I’ve finally finished bread that I bought long ago. On the package it says “use before Nov 21 (2007).” When I ate it today it was absolutely normal bread, just a bit dry. There was no mold; there were no any changes in taste. Basically, shelf life of this bread could be much longer, although when I bought it I though it was long already (something around 2 weeks). But really it can be up to a month (or up to 2 months in my case). I wonder if people through away stuff when is past due date? If yes – they are throwing away some things that are still good. Aren't they just make you buy more by making unreal short shelf life (too different from real life)?

As for bread, is it normal to stay OK for more than 2 months? I wonder what kind of preservatives they add to keep it fresh that long.
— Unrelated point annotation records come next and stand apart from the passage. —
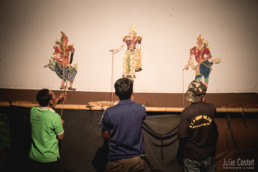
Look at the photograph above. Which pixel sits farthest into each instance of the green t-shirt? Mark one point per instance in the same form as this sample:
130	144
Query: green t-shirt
46	124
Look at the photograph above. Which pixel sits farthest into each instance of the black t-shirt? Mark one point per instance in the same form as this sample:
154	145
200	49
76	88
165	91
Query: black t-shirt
197	131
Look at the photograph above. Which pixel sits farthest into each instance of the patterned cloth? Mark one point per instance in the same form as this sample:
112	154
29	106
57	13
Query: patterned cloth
195	91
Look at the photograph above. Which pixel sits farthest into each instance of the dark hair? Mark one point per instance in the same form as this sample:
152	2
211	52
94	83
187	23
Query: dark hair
43	97
124	88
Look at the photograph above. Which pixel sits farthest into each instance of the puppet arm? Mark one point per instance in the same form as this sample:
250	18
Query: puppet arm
119	49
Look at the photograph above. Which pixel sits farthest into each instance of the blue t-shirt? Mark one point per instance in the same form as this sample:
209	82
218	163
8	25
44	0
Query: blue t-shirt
124	122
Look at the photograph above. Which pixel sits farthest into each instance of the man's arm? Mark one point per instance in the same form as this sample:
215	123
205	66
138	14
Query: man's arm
61	136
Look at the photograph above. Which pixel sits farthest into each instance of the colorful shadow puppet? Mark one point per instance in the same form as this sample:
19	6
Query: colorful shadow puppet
61	63
132	61
202	55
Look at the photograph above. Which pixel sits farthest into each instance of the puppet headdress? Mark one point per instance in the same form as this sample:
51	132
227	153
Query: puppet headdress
63	36
200	38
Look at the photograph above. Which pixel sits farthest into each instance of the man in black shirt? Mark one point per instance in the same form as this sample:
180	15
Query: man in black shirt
197	131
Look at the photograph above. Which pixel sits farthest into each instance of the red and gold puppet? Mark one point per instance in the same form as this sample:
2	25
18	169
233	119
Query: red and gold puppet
202	55
61	62
132	61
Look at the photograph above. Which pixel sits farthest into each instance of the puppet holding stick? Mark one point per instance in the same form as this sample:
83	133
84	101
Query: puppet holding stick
61	62
201	54
132	57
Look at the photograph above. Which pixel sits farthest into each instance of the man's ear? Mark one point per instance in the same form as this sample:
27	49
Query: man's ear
51	102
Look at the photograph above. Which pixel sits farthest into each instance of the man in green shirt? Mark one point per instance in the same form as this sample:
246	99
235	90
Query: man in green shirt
46	130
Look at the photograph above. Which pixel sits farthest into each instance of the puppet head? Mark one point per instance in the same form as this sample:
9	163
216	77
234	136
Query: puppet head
200	40
64	37
132	28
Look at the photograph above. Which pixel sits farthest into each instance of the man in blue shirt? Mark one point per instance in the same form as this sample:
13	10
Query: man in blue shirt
122	125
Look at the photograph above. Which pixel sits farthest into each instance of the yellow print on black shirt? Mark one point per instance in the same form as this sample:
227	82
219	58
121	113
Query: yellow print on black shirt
194	121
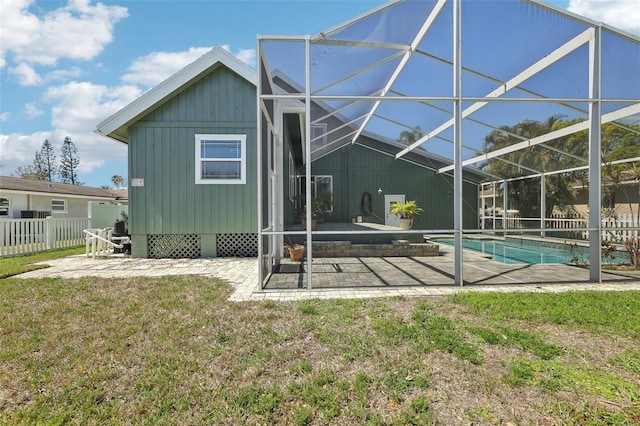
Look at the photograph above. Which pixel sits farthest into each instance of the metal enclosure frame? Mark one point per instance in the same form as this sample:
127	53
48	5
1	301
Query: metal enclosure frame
465	109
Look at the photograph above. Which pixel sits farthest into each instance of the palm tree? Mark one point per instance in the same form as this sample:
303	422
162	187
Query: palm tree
408	137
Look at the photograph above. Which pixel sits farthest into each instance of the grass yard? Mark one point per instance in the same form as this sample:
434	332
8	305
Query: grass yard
13	265
175	351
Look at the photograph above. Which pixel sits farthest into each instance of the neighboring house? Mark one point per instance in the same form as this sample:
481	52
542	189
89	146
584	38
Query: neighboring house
193	166
26	198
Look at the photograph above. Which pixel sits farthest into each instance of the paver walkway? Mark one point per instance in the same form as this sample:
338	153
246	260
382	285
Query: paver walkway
242	274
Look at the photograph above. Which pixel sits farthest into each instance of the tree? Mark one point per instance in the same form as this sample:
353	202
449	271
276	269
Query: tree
45	162
26	172
118	181
561	154
618	142
408	137
69	162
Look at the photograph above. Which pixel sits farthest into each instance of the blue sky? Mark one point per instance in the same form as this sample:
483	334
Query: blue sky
67	65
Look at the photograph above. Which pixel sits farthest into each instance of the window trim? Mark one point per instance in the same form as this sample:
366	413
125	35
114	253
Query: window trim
57	211
200	137
8	207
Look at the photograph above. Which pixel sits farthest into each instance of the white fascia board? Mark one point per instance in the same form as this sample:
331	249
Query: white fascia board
57	195
584	20
217	55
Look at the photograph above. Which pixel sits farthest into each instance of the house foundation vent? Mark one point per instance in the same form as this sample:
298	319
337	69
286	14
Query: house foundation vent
237	245
174	246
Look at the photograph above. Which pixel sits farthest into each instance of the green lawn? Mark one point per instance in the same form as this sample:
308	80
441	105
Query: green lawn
174	351
13	265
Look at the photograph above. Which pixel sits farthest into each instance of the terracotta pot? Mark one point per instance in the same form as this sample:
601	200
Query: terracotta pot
314	222
406	223
296	252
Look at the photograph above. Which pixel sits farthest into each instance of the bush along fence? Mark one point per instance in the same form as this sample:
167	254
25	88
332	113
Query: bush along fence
615	229
22	236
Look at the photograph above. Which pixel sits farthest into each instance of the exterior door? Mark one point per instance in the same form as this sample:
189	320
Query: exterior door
391	219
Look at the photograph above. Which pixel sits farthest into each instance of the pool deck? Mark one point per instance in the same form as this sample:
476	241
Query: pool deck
338	278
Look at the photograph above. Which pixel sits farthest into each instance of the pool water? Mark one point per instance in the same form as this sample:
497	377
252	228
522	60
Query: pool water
520	251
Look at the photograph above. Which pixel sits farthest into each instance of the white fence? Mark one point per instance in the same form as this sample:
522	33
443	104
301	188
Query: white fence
614	229
21	236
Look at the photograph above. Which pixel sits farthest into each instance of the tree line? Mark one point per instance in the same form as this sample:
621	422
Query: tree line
45	167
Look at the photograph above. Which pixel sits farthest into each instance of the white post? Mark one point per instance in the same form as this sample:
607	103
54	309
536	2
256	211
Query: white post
595	172
543	204
48	232
307	130
457	139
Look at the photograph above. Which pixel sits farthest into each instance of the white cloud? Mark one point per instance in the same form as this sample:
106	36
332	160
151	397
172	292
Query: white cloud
77	108
63	75
32	111
623	14
26	75
248	56
156	67
78	30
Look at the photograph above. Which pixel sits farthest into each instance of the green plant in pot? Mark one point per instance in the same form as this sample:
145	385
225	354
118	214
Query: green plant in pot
406	212
295	251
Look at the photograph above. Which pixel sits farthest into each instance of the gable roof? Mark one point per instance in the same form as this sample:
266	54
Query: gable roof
13	184
116	126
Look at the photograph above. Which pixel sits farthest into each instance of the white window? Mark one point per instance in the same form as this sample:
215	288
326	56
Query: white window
318	135
221	159
4	206
58	206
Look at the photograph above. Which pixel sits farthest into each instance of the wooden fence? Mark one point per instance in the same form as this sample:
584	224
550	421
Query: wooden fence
22	236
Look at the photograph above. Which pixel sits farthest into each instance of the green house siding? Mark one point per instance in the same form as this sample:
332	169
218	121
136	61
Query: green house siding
162	153
357	170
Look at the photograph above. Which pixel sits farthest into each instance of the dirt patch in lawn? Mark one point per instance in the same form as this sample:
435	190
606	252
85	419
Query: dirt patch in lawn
174	350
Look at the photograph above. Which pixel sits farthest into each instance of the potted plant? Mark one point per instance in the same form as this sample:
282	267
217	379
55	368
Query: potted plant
296	251
407	212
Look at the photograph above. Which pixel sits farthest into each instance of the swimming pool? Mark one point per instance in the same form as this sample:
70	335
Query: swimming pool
518	250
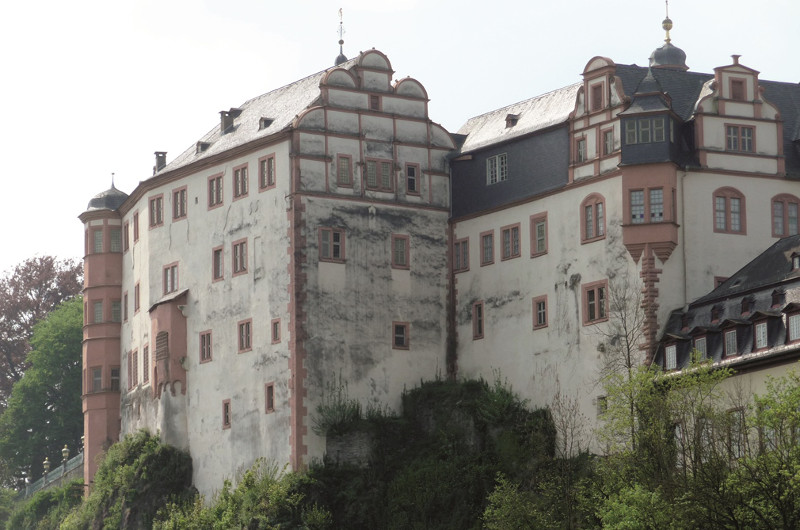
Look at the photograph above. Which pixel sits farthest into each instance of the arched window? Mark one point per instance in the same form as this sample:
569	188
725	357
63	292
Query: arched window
784	215
729	211
593	218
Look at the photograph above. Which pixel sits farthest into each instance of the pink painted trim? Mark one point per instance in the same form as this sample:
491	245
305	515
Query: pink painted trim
536	324
535	220
407	252
216	194
241	182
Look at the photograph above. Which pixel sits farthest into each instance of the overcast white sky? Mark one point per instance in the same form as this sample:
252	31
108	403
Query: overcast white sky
91	87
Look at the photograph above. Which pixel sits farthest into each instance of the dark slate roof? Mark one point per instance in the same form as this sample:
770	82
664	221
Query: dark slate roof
111	199
770	268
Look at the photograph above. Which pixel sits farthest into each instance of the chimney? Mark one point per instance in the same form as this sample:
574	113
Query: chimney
161	161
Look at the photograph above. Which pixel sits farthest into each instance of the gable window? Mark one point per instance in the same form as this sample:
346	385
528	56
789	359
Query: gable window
729	211
170	278
240	182
245	335
331	244
794	327
730	343
540	312
538	235
276	330
496	168
400	340
739	138
670	357
179	204
266	172
412	179
400	252
510	242
379	175
487	248
760	332
344	170
461	255
477	320
240	257
593	224
157	211
580	150
595	304
205	346
700	348
226	414
214	191
784	215
217	264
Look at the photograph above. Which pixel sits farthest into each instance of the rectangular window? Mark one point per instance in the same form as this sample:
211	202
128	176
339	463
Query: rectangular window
540	312
98	312
239	257
671	357
496	168
226	414
146	364
116	239
170	278
637	206
477	320
487	248
700	347
276	330
400	339
595	302
730	343
379	175
266	172
241	182
205	346
412	176
510	235
156	211
115	379
761	335
214	191
580	150
97	379
217	264
794	327
538	235
656	205
331	244
400	252
97	241
116	311
461	255
245	335
344	170
269	397
179	204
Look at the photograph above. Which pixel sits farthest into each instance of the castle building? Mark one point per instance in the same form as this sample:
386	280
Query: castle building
329	234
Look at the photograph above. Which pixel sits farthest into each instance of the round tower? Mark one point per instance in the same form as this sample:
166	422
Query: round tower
102	321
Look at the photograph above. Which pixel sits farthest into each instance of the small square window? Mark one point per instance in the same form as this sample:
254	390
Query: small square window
400	339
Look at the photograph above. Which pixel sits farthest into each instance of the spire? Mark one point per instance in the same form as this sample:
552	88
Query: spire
667	24
341	58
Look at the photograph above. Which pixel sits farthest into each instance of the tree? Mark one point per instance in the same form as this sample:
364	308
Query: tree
44	409
30	291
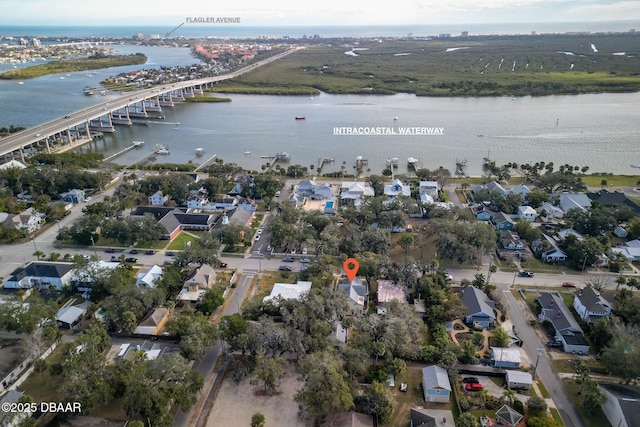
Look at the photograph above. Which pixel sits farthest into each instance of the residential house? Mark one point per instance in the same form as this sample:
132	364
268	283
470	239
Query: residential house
421	417
195	287
507	416
510	241
527	213
68	317
357	292
570	201
242	181
429	188
288	291
567	330
387	292
153	324
622	406
353	193
435	384
521	190
630	250
397	188
479	307
590	305
518	379
41	275
158	199
501	221
148	275
549	250
503	357
74	196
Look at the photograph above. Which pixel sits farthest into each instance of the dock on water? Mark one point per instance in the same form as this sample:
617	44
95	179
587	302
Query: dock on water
205	163
135	144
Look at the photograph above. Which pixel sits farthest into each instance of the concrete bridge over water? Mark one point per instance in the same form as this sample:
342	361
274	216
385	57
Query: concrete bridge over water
76	128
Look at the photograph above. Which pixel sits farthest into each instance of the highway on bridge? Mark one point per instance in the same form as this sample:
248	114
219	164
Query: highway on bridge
43	131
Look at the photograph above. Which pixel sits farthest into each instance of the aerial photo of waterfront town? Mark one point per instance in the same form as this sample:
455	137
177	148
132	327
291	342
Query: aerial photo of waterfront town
322	215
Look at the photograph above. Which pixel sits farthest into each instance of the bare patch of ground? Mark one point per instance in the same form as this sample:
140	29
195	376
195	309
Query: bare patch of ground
236	403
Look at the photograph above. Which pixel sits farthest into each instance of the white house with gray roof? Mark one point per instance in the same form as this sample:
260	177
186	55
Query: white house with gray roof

Back home bread can be fine in regular plastic bag for maybe a week, definitely not a month. For me 4 days life for milk and one week life for bread are normal. But US products go beyond any expectations. That is so scary. What do they add there?

2 comments:

Geoffrey Graybeal said...

Eating WAY outdated food? Maybe that's why you're sick...

red foxy said...

when it tastes good - it's ok. I would notice when it's bad.
Another funny thing: last year in my Risk comm class people were discussing the situation when some place stayed without electricity for some time, so some food could get bad. To check if it has gone bad they didn't smell or look at the food. They went online to check info on how long certain types of food can stay without being refrigerated. That was so weird!